The next question naturally is how safe are landfills to our environment? This is a whole separate topic that I'm not going to go into. The simple answer is that landfills are regulated to minimize any negative environmental impact. But as with everything in life, the reality of the situation isn't black and white.
But, after all the Googling, phone calls, and conversations, we’ve come to the conclusion that emptying our composting toilet into trash bags and then public trash cans is really the most sanitary way to do it. Since we hate using plastic bags, we use 100% compostable trash bags. A 13-gallon size bag is more than big enough and these bags have a thickness of 0.87 Mil. This way we can continue our eco-conscious efforts all the way to the landfill. Side note about the trash bags: I haven't been able to find compostable trash bags in ~13 gallon sizes thicker than 0.87 Mil. The Primode trash bags we use work fine, but the toilet handle pin sometime catches the trash bag as we empty and puts a small tear in it - causing us to have to double bag it. (It sucks that we have to use two compostable trash bags, but we think two of those is still better than using one traditional plastic trash bag.)
If it's required/suggested/recommended that the trash bag has solid waste only, what do you do if you don't have a toilet that diverts liquids from solids (example: living in a van)?

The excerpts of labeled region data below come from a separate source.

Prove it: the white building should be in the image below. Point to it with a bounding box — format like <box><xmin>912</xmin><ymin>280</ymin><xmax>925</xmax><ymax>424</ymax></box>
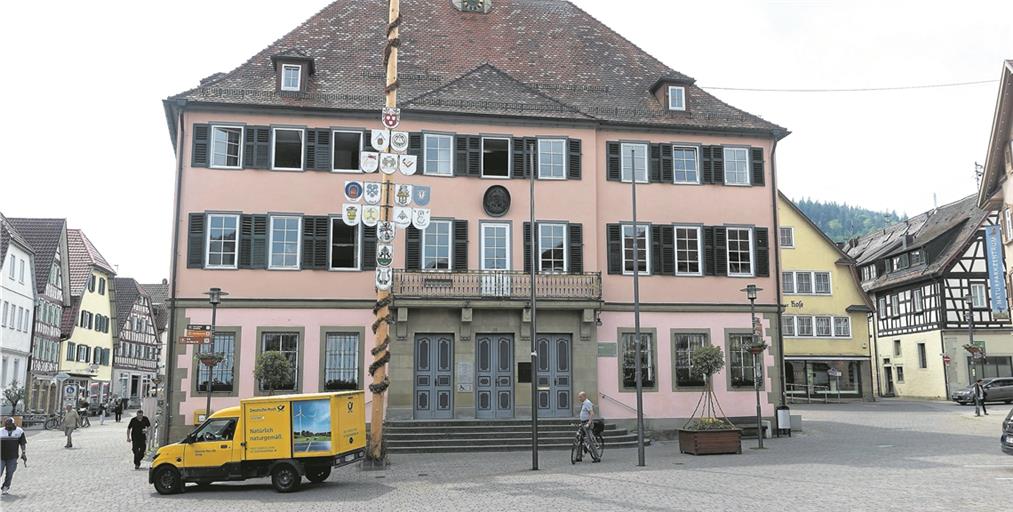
<box><xmin>0</xmin><ymin>214</ymin><xmax>35</xmax><ymax>412</ymax></box>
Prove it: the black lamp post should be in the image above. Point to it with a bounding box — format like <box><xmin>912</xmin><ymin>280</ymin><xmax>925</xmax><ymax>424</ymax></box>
<box><xmin>739</xmin><ymin>284</ymin><xmax>767</xmax><ymax>449</ymax></box>
<box><xmin>200</xmin><ymin>288</ymin><xmax>228</xmax><ymax>420</ymax></box>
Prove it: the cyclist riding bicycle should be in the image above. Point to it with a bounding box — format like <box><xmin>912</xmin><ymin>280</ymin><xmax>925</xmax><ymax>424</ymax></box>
<box><xmin>576</xmin><ymin>391</ymin><xmax>602</xmax><ymax>462</ymax></box>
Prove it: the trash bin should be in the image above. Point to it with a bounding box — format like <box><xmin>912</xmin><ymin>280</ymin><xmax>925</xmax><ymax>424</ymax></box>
<box><xmin>776</xmin><ymin>406</ymin><xmax>791</xmax><ymax>437</ymax></box>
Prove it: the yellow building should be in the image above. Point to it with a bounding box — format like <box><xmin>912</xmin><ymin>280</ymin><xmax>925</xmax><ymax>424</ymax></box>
<box><xmin>60</xmin><ymin>229</ymin><xmax>115</xmax><ymax>405</ymax></box>
<box><xmin>777</xmin><ymin>193</ymin><xmax>873</xmax><ymax>400</ymax></box>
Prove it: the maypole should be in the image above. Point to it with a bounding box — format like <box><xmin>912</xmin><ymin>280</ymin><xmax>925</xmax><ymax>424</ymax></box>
<box><xmin>366</xmin><ymin>0</ymin><xmax>401</xmax><ymax>463</ymax></box>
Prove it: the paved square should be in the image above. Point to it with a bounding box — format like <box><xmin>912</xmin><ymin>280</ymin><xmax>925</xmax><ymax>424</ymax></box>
<box><xmin>0</xmin><ymin>400</ymin><xmax>1013</xmax><ymax>512</ymax></box>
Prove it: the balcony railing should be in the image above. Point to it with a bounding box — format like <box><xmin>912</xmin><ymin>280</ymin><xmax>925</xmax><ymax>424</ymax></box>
<box><xmin>394</xmin><ymin>270</ymin><xmax>602</xmax><ymax>300</ymax></box>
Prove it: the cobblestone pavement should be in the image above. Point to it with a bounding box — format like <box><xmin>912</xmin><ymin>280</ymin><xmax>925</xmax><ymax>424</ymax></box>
<box><xmin>0</xmin><ymin>400</ymin><xmax>1013</xmax><ymax>512</ymax></box>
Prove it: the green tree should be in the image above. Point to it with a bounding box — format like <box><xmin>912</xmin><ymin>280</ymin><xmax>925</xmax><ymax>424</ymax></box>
<box><xmin>253</xmin><ymin>351</ymin><xmax>295</xmax><ymax>394</ymax></box>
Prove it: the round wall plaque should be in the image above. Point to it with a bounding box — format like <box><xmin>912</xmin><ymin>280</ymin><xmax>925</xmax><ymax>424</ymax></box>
<box><xmin>482</xmin><ymin>185</ymin><xmax>510</xmax><ymax>217</ymax></box>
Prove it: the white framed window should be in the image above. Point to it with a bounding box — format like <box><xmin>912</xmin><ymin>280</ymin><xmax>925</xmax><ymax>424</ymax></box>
<box><xmin>795</xmin><ymin>316</ymin><xmax>812</xmax><ymax>337</ymax></box>
<box><xmin>282</xmin><ymin>64</ymin><xmax>303</xmax><ymax>90</ymax></box>
<box><xmin>970</xmin><ymin>283</ymin><xmax>989</xmax><ymax>309</ymax></box>
<box><xmin>781</xmin><ymin>272</ymin><xmax>795</xmax><ymax>293</ymax></box>
<box><xmin>422</xmin><ymin>134</ymin><xmax>454</xmax><ymax>176</ymax></box>
<box><xmin>329</xmin><ymin>217</ymin><xmax>360</xmax><ymax>271</ymax></box>
<box><xmin>267</xmin><ymin>216</ymin><xmax>303</xmax><ymax>270</ymax></box>
<box><xmin>812</xmin><ymin>272</ymin><xmax>833</xmax><ymax>295</ymax></box>
<box><xmin>726</xmin><ymin>227</ymin><xmax>753</xmax><ymax>276</ymax></box>
<box><xmin>538</xmin><ymin>139</ymin><xmax>566</xmax><ymax>179</ymax></box>
<box><xmin>672</xmin><ymin>146</ymin><xmax>700</xmax><ymax>184</ymax></box>
<box><xmin>330</xmin><ymin>130</ymin><xmax>363</xmax><ymax>172</ymax></box>
<box><xmin>675</xmin><ymin>226</ymin><xmax>703</xmax><ymax>276</ymax></box>
<box><xmin>482</xmin><ymin>137</ymin><xmax>511</xmax><ymax>177</ymax></box>
<box><xmin>834</xmin><ymin>316</ymin><xmax>851</xmax><ymax>338</ymax></box>
<box><xmin>538</xmin><ymin>223</ymin><xmax>566</xmax><ymax>273</ymax></box>
<box><xmin>669</xmin><ymin>85</ymin><xmax>686</xmax><ymax>111</ymax></box>
<box><xmin>622</xmin><ymin>224</ymin><xmax>650</xmax><ymax>275</ymax></box>
<box><xmin>724</xmin><ymin>147</ymin><xmax>750</xmax><ymax>185</ymax></box>
<box><xmin>211</xmin><ymin>126</ymin><xmax>244</xmax><ymax>169</ymax></box>
<box><xmin>205</xmin><ymin>213</ymin><xmax>239</xmax><ymax>269</ymax></box>
<box><xmin>480</xmin><ymin>222</ymin><xmax>510</xmax><ymax>271</ymax></box>
<box><xmin>271</xmin><ymin>128</ymin><xmax>306</xmax><ymax>170</ymax></box>
<box><xmin>815</xmin><ymin>316</ymin><xmax>834</xmax><ymax>338</ymax></box>
<box><xmin>422</xmin><ymin>220</ymin><xmax>453</xmax><ymax>271</ymax></box>
<box><xmin>619</xmin><ymin>143</ymin><xmax>647</xmax><ymax>184</ymax></box>
<box><xmin>777</xmin><ymin>227</ymin><xmax>795</xmax><ymax>248</ymax></box>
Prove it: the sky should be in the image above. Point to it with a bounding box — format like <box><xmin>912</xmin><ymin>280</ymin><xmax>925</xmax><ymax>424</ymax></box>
<box><xmin>0</xmin><ymin>0</ymin><xmax>1013</xmax><ymax>282</ymax></box>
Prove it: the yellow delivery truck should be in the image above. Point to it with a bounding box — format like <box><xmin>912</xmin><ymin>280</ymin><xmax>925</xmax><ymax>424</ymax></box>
<box><xmin>148</xmin><ymin>391</ymin><xmax>366</xmax><ymax>494</ymax></box>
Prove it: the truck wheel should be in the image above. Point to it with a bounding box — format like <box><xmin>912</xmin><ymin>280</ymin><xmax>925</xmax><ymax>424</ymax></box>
<box><xmin>270</xmin><ymin>464</ymin><xmax>302</xmax><ymax>493</ymax></box>
<box><xmin>306</xmin><ymin>465</ymin><xmax>330</xmax><ymax>484</ymax></box>
<box><xmin>154</xmin><ymin>465</ymin><xmax>183</xmax><ymax>495</ymax></box>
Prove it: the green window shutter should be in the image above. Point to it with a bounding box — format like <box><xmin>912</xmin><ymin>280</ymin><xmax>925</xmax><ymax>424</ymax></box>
<box><xmin>566</xmin><ymin>223</ymin><xmax>583</xmax><ymax>274</ymax></box>
<box><xmin>566</xmin><ymin>139</ymin><xmax>581</xmax><ymax>180</ymax></box>
<box><xmin>605</xmin><ymin>142</ymin><xmax>623</xmax><ymax>181</ymax></box>
<box><xmin>190</xmin><ymin>125</ymin><xmax>211</xmax><ymax>167</ymax></box>
<box><xmin>605</xmin><ymin>224</ymin><xmax>623</xmax><ymax>274</ymax></box>
<box><xmin>750</xmin><ymin>148</ymin><xmax>766</xmax><ymax>187</ymax></box>
<box><xmin>186</xmin><ymin>213</ymin><xmax>205</xmax><ymax>269</ymax></box>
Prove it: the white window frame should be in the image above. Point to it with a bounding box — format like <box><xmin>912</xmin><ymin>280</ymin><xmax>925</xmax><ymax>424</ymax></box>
<box><xmin>267</xmin><ymin>215</ymin><xmax>299</xmax><ymax>271</ymax></box>
<box><xmin>282</xmin><ymin>64</ymin><xmax>303</xmax><ymax>92</ymax></box>
<box><xmin>672</xmin><ymin>224</ymin><xmax>704</xmax><ymax>276</ymax></box>
<box><xmin>204</xmin><ymin>213</ymin><xmax>240</xmax><ymax>269</ymax></box>
<box><xmin>478</xmin><ymin>222</ymin><xmax>513</xmax><ymax>272</ymax></box>
<box><xmin>330</xmin><ymin>130</ymin><xmax>365</xmax><ymax>173</ymax></box>
<box><xmin>672</xmin><ymin>144</ymin><xmax>700</xmax><ymax>185</ymax></box>
<box><xmin>619</xmin><ymin>142</ymin><xmax>650</xmax><ymax>184</ymax></box>
<box><xmin>619</xmin><ymin>222</ymin><xmax>650</xmax><ymax>276</ymax></box>
<box><xmin>480</xmin><ymin>136</ymin><xmax>514</xmax><ymax>179</ymax></box>
<box><xmin>533</xmin><ymin>222</ymin><xmax>569</xmax><ymax>274</ymax></box>
<box><xmin>538</xmin><ymin>139</ymin><xmax>566</xmax><ymax>179</ymax></box>
<box><xmin>422</xmin><ymin>134</ymin><xmax>454</xmax><ymax>176</ymax></box>
<box><xmin>721</xmin><ymin>146</ymin><xmax>753</xmax><ymax>187</ymax></box>
<box><xmin>669</xmin><ymin>85</ymin><xmax>686</xmax><ymax>111</ymax></box>
<box><xmin>208</xmin><ymin>125</ymin><xmax>246</xmax><ymax>169</ymax></box>
<box><xmin>777</xmin><ymin>226</ymin><xmax>795</xmax><ymax>248</ymax></box>
<box><xmin>418</xmin><ymin>220</ymin><xmax>454</xmax><ymax>272</ymax></box>
<box><xmin>724</xmin><ymin>226</ymin><xmax>756</xmax><ymax>278</ymax></box>
<box><xmin>270</xmin><ymin>127</ymin><xmax>306</xmax><ymax>170</ymax></box>
<box><xmin>969</xmin><ymin>283</ymin><xmax>989</xmax><ymax>309</ymax></box>
<box><xmin>326</xmin><ymin>215</ymin><xmax>362</xmax><ymax>272</ymax></box>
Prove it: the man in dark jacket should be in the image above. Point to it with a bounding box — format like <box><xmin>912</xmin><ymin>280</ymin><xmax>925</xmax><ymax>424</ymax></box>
<box><xmin>0</xmin><ymin>418</ymin><xmax>28</xmax><ymax>494</ymax></box>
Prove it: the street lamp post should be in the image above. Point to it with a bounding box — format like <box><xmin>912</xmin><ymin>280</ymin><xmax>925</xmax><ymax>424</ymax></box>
<box><xmin>739</xmin><ymin>284</ymin><xmax>767</xmax><ymax>449</ymax></box>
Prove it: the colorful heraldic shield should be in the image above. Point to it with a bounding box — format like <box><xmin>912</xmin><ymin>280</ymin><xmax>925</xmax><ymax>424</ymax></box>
<box><xmin>370</xmin><ymin>130</ymin><xmax>390</xmax><ymax>152</ymax></box>
<box><xmin>362</xmin><ymin>205</ymin><xmax>380</xmax><ymax>227</ymax></box>
<box><xmin>359</xmin><ymin>151</ymin><xmax>380</xmax><ymax>173</ymax></box>
<box><xmin>341</xmin><ymin>203</ymin><xmax>362</xmax><ymax>226</ymax></box>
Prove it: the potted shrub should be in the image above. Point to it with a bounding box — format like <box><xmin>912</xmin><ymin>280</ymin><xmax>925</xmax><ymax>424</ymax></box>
<box><xmin>679</xmin><ymin>346</ymin><xmax>743</xmax><ymax>455</ymax></box>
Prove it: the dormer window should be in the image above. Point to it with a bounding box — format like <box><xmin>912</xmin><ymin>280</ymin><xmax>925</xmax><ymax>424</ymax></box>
<box><xmin>669</xmin><ymin>85</ymin><xmax>686</xmax><ymax>111</ymax></box>
<box><xmin>282</xmin><ymin>64</ymin><xmax>303</xmax><ymax>92</ymax></box>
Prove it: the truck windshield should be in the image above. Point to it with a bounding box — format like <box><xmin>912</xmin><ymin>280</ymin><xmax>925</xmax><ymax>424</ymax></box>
<box><xmin>192</xmin><ymin>418</ymin><xmax>236</xmax><ymax>443</ymax></box>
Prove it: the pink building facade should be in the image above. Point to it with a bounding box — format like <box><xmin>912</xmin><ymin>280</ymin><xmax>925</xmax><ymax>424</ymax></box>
<box><xmin>164</xmin><ymin>0</ymin><xmax>787</xmax><ymax>437</ymax></box>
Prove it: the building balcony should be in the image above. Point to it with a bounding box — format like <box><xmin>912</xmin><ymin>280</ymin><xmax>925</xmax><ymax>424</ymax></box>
<box><xmin>392</xmin><ymin>270</ymin><xmax>602</xmax><ymax>300</ymax></box>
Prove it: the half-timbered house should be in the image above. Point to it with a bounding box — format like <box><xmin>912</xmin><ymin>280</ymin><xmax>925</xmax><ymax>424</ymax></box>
<box><xmin>845</xmin><ymin>196</ymin><xmax>1013</xmax><ymax>397</ymax></box>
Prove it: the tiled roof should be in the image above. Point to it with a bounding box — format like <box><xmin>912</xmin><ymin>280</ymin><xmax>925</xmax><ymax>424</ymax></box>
<box><xmin>7</xmin><ymin>218</ymin><xmax>67</xmax><ymax>293</ymax></box>
<box><xmin>67</xmin><ymin>229</ymin><xmax>116</xmax><ymax>296</ymax></box>
<box><xmin>166</xmin><ymin>0</ymin><xmax>787</xmax><ymax>137</ymax></box>
<box><xmin>845</xmin><ymin>194</ymin><xmax>989</xmax><ymax>291</ymax></box>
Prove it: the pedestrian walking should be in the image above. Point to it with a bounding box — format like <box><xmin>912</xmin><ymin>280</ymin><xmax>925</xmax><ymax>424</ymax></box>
<box><xmin>127</xmin><ymin>410</ymin><xmax>151</xmax><ymax>469</ymax></box>
<box><xmin>0</xmin><ymin>418</ymin><xmax>28</xmax><ymax>495</ymax></box>
<box><xmin>973</xmin><ymin>379</ymin><xmax>989</xmax><ymax>416</ymax></box>
<box><xmin>63</xmin><ymin>406</ymin><xmax>81</xmax><ymax>448</ymax></box>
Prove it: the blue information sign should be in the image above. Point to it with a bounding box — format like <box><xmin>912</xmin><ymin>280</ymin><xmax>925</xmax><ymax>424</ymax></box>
<box><xmin>985</xmin><ymin>226</ymin><xmax>1009</xmax><ymax>318</ymax></box>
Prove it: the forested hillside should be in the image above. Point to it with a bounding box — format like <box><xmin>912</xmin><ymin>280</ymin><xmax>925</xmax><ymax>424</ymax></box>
<box><xmin>795</xmin><ymin>199</ymin><xmax>908</xmax><ymax>241</ymax></box>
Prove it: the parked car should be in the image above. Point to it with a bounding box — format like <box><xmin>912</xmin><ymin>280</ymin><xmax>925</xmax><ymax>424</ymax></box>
<box><xmin>950</xmin><ymin>377</ymin><xmax>1013</xmax><ymax>406</ymax></box>
<box><xmin>999</xmin><ymin>409</ymin><xmax>1013</xmax><ymax>455</ymax></box>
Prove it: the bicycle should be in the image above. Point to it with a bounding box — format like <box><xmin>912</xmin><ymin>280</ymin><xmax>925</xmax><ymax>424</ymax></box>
<box><xmin>570</xmin><ymin>422</ymin><xmax>605</xmax><ymax>464</ymax></box>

I found out about a product called Poo Powder from Kerri of @asolojourner. This powder is great for toilets don't separate the pee and poop because it needs liquid to activate the powder. Once activated, the powder turns into a gel form and encapsulates the entire content. According to Carrie at Clean Waste, the powder creates a 99.9% barrier against pathogens like E. coli, MRSA, etc. when it encapsulates the material. It doesn't kill pathogen, but Carrie said that one of the components in the powder does slow down the growth of any new pathogens.
The other method we’ve used and really prefer to get rid of our poop is adding it to an actual composting pile. When we were staying with friends on a farm, they started a poop composting pile. Only humanure was added to this pile and after it was properly composted, it would be used as fertilizer. This is obviously the ideal way to finish up what we started in our composting toilet.
Keep in mind that tossing a trash bag full of poop for the landfill isn't currently an issue because it's only a tiny percentage of the population doing this. Perhaps one day this issue will reach a tipping point and then there will be rules and regulations on how to properly dispose of composting toilet waste.
I hope this has helped clear up any questions or confusion about how to properly get rid of the contents of your compost toilet. Happy peeing and pooping!